A Fife mother fears her Brexit concerns are already becoming reality after difficulties in sourcing her son’s vital medicine.
Last month, Fiona Fisher spoke of her worries that a no-deal Brexit could halt supplies of drugs to her severely disabled son Jonathan.
The 25-year-old from Dunfermline suffers from the rare genetic disorder Lowe Syndrome and needs round-the-clock care.
Three of six medications on which he relies are made in the EU and she said no one could give her guarantees supply would not be affected.
She admits to being panicky as a trip to pick up a repeat prescription revealed a problem this week.
“His repeat prescription was due and my husband Alan went to collect it but the chemist is apparently having difficulty sourcing the Epilim.
“This is sodium valproate for his epilepsy.”
She is most worried about an anti-epilepsy drug, as any change could have a serious impact on Jonathan’s health.
Because of Jonathan’s profound difficulties, it is administered in sugar-free syrup form.
“The pharmacist offered a sugared one.
“What can you do but accept it? We cannot say no, even though we are not 100% sure how it will affect him.”

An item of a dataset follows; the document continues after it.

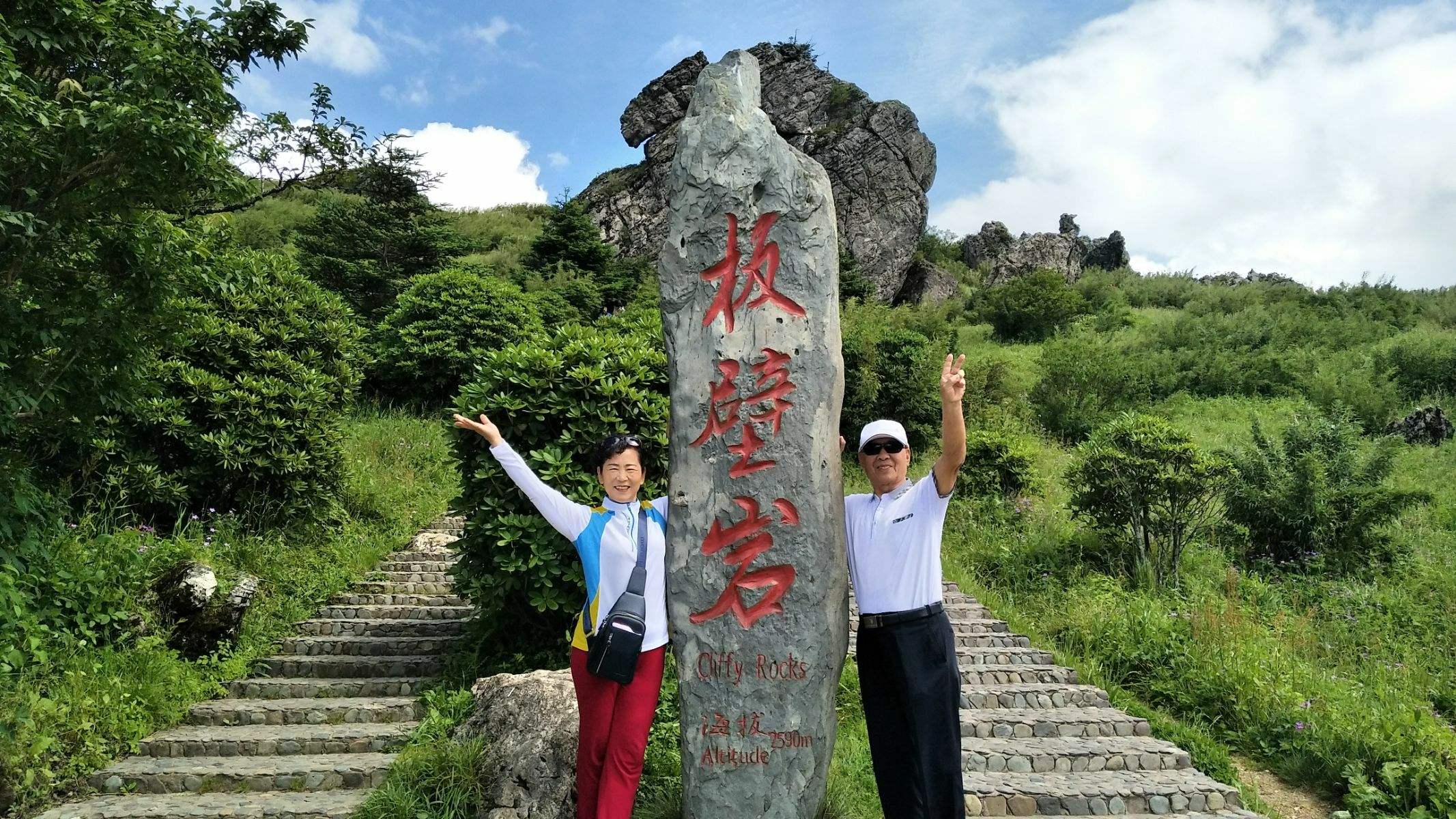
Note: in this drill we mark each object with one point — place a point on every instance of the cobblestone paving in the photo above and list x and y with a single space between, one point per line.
1036 743
312 735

There is no way of knowing how even subtle changes to Jonathan’s medication will impact on him and in the past his parents have made decisions about his healthcare routine.
Fiona said: “Now, it’s not our choice – we might have to resort of other medicines.

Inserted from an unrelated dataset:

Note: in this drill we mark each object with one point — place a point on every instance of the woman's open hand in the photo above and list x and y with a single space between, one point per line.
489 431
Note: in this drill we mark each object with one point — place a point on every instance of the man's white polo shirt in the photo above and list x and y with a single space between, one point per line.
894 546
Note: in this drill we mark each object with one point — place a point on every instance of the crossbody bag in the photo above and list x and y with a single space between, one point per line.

“What happens if the next prescription – which is due just before Brexit – comes and other things are unavailable?
“This is a horrible feeling – and it must be happening to people up and down the country.”
A Department of Health and Social Care spokeswoman said: “Sanofi has confirmed there are currently stocks of Epilim Liquid in the UK.

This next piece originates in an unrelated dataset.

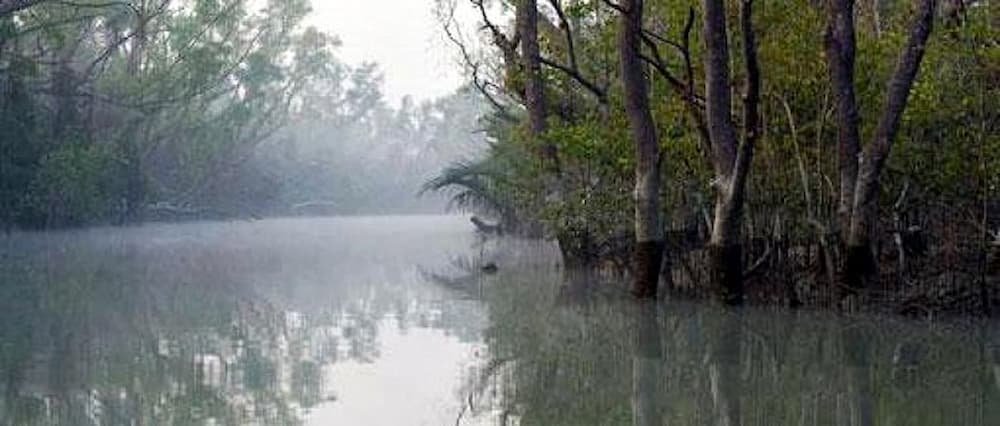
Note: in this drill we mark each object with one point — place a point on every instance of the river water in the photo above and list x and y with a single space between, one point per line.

“Should patients have any issues in obtaining their medicines they should contact their pharmacist who can contact Sanofi directly to resolve the issue.
“We want to reassure the public that we are working closely with partners across the health and care system and industry to take all appropriate steps to prepare for Brexit on October 31, whatever the circumstances.
“Our robust plans should help ensure the supply of medicines and medical products remains uninterrupted.”